If you decide you'd like to try a keto-style, or just low-carb approach, we think gradual tweaks to your current diet is the best way to go. By making slow, incremental changes, you will increase your chances of adherence, understand how your body actually responds to those changes, and you'll be less likely to experience negative side-effects like the keto flu. If you normally have a serving or two of healthy carbs with every meal, you may want to start by cutting carbs from only one meal a day and see how it impacts your energy and hunger. You can then continue to cut the carbs as desired, making sure you're still getting enough calories to support your body function and daily activity, and adding in healthy fat sources with every meal, things like butter, olive oil, coconut, avocado, nuts and seeds, healthy cheese or dairy products, and higher-fat animal protein like chicken thighs, steak, eggs, and salmon. (We also want to add a caveat that it's a good idea to discuss any dietary changes with your health care provider.)

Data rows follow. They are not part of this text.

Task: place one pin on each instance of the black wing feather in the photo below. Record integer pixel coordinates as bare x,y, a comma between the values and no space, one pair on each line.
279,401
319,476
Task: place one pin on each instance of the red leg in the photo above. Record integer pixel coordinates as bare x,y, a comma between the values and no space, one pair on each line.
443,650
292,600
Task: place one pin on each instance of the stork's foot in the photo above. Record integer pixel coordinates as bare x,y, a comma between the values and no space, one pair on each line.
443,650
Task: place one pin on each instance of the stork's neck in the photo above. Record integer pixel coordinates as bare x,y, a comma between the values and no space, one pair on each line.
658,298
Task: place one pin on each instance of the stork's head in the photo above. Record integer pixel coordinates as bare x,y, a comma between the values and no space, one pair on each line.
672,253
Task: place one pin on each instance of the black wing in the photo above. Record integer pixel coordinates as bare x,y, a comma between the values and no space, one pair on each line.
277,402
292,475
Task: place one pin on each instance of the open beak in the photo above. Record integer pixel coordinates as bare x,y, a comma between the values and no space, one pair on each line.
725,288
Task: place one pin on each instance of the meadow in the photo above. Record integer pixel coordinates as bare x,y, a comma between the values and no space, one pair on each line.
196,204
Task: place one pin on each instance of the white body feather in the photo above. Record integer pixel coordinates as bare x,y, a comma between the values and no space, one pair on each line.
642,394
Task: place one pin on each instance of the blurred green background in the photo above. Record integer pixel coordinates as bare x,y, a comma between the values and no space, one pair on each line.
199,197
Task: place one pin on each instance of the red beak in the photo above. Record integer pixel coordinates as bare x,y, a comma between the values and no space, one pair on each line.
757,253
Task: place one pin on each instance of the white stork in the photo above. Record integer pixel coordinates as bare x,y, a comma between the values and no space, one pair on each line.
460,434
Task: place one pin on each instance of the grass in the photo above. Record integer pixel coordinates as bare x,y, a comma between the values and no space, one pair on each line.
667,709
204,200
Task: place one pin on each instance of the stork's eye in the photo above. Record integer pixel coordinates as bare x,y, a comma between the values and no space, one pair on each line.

It's important to know that you don't have to be “in ketosis,” producing ketones, or eating fewer than 20 grams of carbs a day to be healthy; many people will notice health benefits simply by reducing carbs and eating more healthy fats. We think that the best dietary approach is one that is full of nutrient-dense foods we enjoy, supports our lifestyle, and still allows for flexibility and fun — and it's up to you to decide what that looks like.